Applications of sorted SWCNT device arrays (using either metallic or semiconducting SWCNTs) in sensing, MEMS, electronic devices and optoelectronic devices are currently being pursued by research groups around the world. Challenges include being able to produce sorted SWCNT solutions in very large volumes, as well as being able to assemble devices by dielectrophoresis over a large area such as a full wafer. These scalability issues are not fundamental limitations, but engineering challenges, and therefore it is expected that they will be overcome with further research and optimization.
Back in 2007, we reported on the directed and precise assembly of single-nanotube devices with an extremely high integration density of more than one million devices per square centimeter, using a novel aspect of nanotube dielectrophoresis (see: "Carbon nanotubes to the rescue of Moore's law"). Research like this has been a big step towards commercial realization of CNT-based electronics and their integration into the existing silicon-based processor technologies.
In a further step towards large-scale integration of SWCNTs into complex functional electronic circuits, researchers have now combined their dielectrophoretic deposition approach from 2007 with SWCNT sorting using density gradient ultracentrifugation, ensuring high purity of SWCNTs in suspension and consequently in the assembled devices.
"Density gradient ultracentrifugation has been demonstrated ("Sorting carbon nanotubes by electronic structure using density differentiation") by Mark Hersam and co-workers at Northwestern University for separating metallic and semiconducting SWCNTs, and are able to obtain over 99% purity in semiconducting SWCNT solutions," Aravind Vijayaraghavan, a lecturer in Nano Engineering & Storage Technology Research Group at the University of Manchester, explains to Nanowerk. "When this solution is used to deposit SWCNTs by dielectrophoresis, we are able to obtain almost 100% yield in high-density integration of only semiconducting SWCNTs into device arrays."
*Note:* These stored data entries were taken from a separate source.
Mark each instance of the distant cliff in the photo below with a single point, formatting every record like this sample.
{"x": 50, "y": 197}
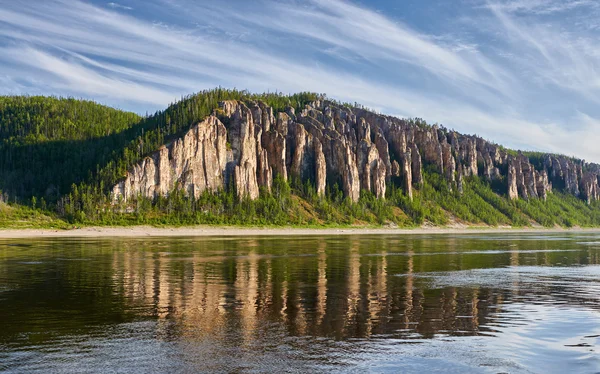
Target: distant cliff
{"x": 247, "y": 143}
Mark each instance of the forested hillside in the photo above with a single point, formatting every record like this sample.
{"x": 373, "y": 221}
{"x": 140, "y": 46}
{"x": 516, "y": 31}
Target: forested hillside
{"x": 231, "y": 157}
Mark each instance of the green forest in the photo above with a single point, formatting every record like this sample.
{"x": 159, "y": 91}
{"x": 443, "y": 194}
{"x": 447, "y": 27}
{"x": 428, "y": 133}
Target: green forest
{"x": 60, "y": 157}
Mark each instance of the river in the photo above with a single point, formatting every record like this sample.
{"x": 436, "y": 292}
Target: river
{"x": 468, "y": 303}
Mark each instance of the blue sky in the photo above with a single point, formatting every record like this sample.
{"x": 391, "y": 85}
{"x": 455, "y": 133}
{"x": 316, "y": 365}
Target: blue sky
{"x": 523, "y": 73}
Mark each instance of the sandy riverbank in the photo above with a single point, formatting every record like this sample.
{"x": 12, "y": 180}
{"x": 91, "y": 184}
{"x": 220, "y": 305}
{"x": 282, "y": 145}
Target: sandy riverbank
{"x": 147, "y": 231}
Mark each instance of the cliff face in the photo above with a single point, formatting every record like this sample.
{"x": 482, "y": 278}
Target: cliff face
{"x": 248, "y": 144}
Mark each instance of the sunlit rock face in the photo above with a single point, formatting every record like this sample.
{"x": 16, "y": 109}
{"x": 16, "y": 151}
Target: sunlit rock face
{"x": 247, "y": 144}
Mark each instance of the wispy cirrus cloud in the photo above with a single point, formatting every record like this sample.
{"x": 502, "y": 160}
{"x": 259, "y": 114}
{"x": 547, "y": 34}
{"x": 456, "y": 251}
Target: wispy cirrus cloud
{"x": 119, "y": 6}
{"x": 508, "y": 75}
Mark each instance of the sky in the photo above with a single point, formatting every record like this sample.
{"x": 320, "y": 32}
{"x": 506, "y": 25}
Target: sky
{"x": 522, "y": 73}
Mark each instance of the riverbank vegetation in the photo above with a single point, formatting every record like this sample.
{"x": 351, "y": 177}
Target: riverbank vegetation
{"x": 58, "y": 158}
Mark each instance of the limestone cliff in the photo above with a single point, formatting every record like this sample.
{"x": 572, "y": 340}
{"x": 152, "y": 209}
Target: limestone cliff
{"x": 245, "y": 145}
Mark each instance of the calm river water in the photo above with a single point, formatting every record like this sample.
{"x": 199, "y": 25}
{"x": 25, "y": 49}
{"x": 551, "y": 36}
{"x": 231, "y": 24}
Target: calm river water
{"x": 497, "y": 303}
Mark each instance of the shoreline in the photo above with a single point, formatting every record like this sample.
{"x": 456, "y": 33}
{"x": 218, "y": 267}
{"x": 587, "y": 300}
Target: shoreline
{"x": 224, "y": 231}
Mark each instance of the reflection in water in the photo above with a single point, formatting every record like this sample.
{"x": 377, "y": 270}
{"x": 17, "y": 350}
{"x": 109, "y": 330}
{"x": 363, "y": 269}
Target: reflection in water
{"x": 320, "y": 304}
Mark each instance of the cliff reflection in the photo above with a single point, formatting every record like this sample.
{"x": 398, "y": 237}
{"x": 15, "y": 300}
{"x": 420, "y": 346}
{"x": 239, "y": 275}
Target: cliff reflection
{"x": 333, "y": 287}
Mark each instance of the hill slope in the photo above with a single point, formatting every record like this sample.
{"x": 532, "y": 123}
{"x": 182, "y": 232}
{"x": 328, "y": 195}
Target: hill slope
{"x": 226, "y": 156}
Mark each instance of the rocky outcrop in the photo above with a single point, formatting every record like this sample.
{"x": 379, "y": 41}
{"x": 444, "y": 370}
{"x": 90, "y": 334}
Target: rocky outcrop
{"x": 193, "y": 163}
{"x": 247, "y": 144}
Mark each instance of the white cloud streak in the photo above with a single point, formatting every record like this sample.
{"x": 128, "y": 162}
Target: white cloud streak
{"x": 76, "y": 48}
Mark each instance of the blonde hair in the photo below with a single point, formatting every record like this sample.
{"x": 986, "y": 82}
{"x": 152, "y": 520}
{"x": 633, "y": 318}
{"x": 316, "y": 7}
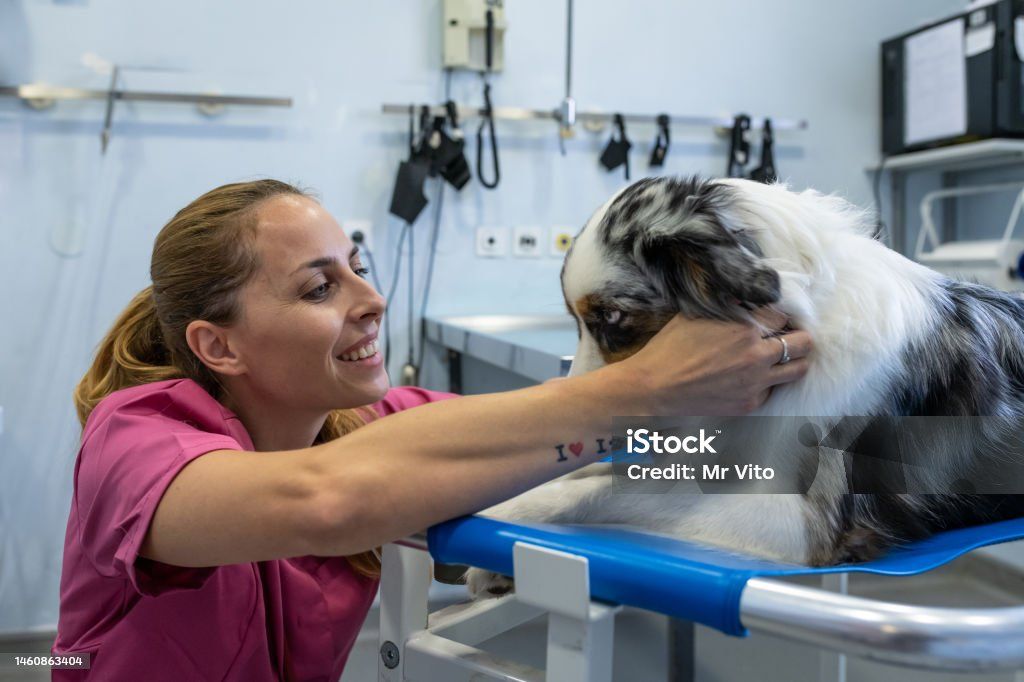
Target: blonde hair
{"x": 201, "y": 259}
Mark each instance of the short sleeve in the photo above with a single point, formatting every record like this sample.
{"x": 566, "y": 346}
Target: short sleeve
{"x": 406, "y": 397}
{"x": 125, "y": 465}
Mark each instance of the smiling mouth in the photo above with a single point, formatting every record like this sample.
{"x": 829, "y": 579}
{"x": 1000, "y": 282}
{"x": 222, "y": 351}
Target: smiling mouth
{"x": 366, "y": 351}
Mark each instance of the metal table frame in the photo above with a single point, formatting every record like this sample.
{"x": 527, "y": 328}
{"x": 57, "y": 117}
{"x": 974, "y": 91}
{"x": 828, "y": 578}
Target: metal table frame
{"x": 441, "y": 646}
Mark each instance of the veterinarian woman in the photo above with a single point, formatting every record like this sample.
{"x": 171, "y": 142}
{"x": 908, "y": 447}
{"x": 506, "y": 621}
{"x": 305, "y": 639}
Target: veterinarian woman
{"x": 220, "y": 529}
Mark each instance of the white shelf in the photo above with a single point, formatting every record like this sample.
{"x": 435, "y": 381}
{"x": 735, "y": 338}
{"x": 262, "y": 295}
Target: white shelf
{"x": 984, "y": 154}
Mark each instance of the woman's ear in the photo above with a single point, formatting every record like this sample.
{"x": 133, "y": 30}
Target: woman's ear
{"x": 212, "y": 345}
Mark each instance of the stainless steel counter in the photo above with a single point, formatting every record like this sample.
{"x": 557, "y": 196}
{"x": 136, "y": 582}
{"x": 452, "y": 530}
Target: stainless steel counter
{"x": 538, "y": 347}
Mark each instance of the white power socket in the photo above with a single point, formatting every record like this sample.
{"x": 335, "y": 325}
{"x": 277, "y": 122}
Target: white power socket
{"x": 492, "y": 242}
{"x": 527, "y": 242}
{"x": 360, "y": 225}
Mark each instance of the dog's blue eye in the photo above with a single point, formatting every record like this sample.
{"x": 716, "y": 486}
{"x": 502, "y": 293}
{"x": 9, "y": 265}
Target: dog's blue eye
{"x": 612, "y": 316}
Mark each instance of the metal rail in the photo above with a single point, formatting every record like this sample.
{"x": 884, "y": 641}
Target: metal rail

Scanning electron micrograph of 10 adjacent devices from a high-density device array, consisting of only semiconducting single-walled carbon nanotube devices
Scanning electron micrograph of 10 adjacent devices from a high-density device array, consisting of only semiconducting SWCNT devices. (Image: Aravind Vijayaraghavan, University of Manchester; Ralph Krupke, Karlsruhe Institute of Technology)
This result, reported in the February 25, 2011, online edition of Advanced Materials ("A Scalable, CMOS-Compatible Assembly of Ambipolar Semiconducting Single-Walled Carbon Nanotube Devices"), is important because only semiconducting SWCNTs can be used as devices in microelectronic circuits. This is the first time that it has been shown that large-scale integration is possible with only semiconducting nanotubes at almost 100% yield, and opens the door for wafer-scale production of CNT based devices for electronic applications.
In their work, the team, including Ralph Krupke's group at Karlsruhe Institute of Technology, fabricated devices with sorted semiconducting SWCNTs with a mean diameter of 1.4 nm, which is considered optimum for microelectronic applications, on top of a hydrophobic parylene substrate, in order to achieve the desired and expected ambipolar transport. They also demonstrated scalability and integration in arbitrary orientations for the dielectrophoresis assembly route.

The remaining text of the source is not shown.